PIERRE EMMANUEL

Le poète fouÉditions du Rocher, Monaco, 1944. Illustrations de Léon Zack.

Mes pas, sur le velours des profondes paroles
ont soumis leur silence à ta mesure, ô Mer !
J’ai surpris les dieux nus dans le grand jour des fables,
leur essence indécise en ses jeux souverains
je la drape de transparences de mémoire
voiles tendres d’un Chant où baignent des contours
tout frémissants d’ineffables métamorphoses
si fluides aux doigts qui les voudraient saisir...

Une branche pleure ses fleurs sur un visage
haut dans l’or quelle main palpite – quel oiseau :
dans les roseaux froissés, qui parle ? Sur le sable
un rameau de vent frêle écrit ma destinée.
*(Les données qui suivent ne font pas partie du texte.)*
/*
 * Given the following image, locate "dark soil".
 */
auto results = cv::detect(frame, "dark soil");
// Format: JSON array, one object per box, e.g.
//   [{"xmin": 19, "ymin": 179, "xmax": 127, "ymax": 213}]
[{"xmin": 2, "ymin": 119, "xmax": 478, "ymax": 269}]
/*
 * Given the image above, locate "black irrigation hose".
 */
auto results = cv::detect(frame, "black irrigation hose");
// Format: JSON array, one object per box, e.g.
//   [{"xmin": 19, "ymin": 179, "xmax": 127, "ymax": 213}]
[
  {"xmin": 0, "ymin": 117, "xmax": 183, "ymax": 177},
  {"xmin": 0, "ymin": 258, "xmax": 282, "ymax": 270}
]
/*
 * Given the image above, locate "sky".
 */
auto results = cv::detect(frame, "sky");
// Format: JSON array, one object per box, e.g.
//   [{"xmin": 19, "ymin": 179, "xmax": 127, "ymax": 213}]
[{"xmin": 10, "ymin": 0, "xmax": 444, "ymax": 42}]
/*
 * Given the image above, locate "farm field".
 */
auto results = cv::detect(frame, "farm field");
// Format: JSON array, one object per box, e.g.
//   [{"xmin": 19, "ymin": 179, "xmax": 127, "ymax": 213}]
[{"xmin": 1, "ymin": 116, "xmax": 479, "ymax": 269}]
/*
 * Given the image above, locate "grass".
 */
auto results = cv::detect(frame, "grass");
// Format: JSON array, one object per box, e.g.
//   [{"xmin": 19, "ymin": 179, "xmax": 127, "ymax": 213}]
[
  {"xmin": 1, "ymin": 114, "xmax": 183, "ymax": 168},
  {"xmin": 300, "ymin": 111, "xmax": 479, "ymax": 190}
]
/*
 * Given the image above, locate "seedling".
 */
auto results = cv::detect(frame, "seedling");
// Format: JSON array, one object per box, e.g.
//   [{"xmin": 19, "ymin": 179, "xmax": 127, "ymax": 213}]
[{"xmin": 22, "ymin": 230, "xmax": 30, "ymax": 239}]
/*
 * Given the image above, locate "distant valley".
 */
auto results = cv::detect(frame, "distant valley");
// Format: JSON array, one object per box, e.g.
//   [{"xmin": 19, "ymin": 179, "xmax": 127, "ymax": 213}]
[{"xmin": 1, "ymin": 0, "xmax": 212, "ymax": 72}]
                               Le poète fou, V


     « L’édition originale du Poète fou, comportant neuf illustrations de Léon Zack, est publiée à Monaco par les Éditions du Rocher en 1944. Le livre sort des presses le 21 août. [...]
     La lecture de Hölderlin est, pour Pierre Emmanuel, un catalyseur de sa propre réflexion sur le mythe. "Pierre Emmanuel — écrit Albert Béguin — a renouvelé l’une des grandes intuitions de la poésie européenne : celle de Hölderlin, qui découvrit soudain les mythes grecs, non seulement dans leur valeur historique ou plastique, mais dans leur signification éternelle et vivante. Et à son tour, l’auteur du Tombeau d’Orphée a vu dans le chantre déchiré par les ménades une figure, un reflet du Christ. Mais, tandis que le poète foudroyé du romantisme allemand, — héritier sans le savoir des Renaissants français — demeurait tout engagé dans un paganisme dramatique, et n’atteignait à quelque intelligence de la vérité chrétienne qu’à partir du mythe ancien, Pierre Emmanuel se situe d’emblée en un centre qui est l’Incarnation de Jésus-Christ" (A. Béguin, Présentation de Pierre Emmanuel, in P.E., Le poëte et son Christ, "Les Cahiers du Rhône", Neuchâtel, La Baconnière, 1942, p. 137-138). Les deux études qui précèdent les poèmes du Poète fou dans l’édition de 1948 (au Seuil) — "Hölderlin et l’Histoire", parue dans la revue Fontaine (n°56, 1945), "Le Christ de Hölderlin", parue dans Suisse contemporaine (juillet 1943) sous le titre "Sur une traduction de Hölderlin" — le confirment.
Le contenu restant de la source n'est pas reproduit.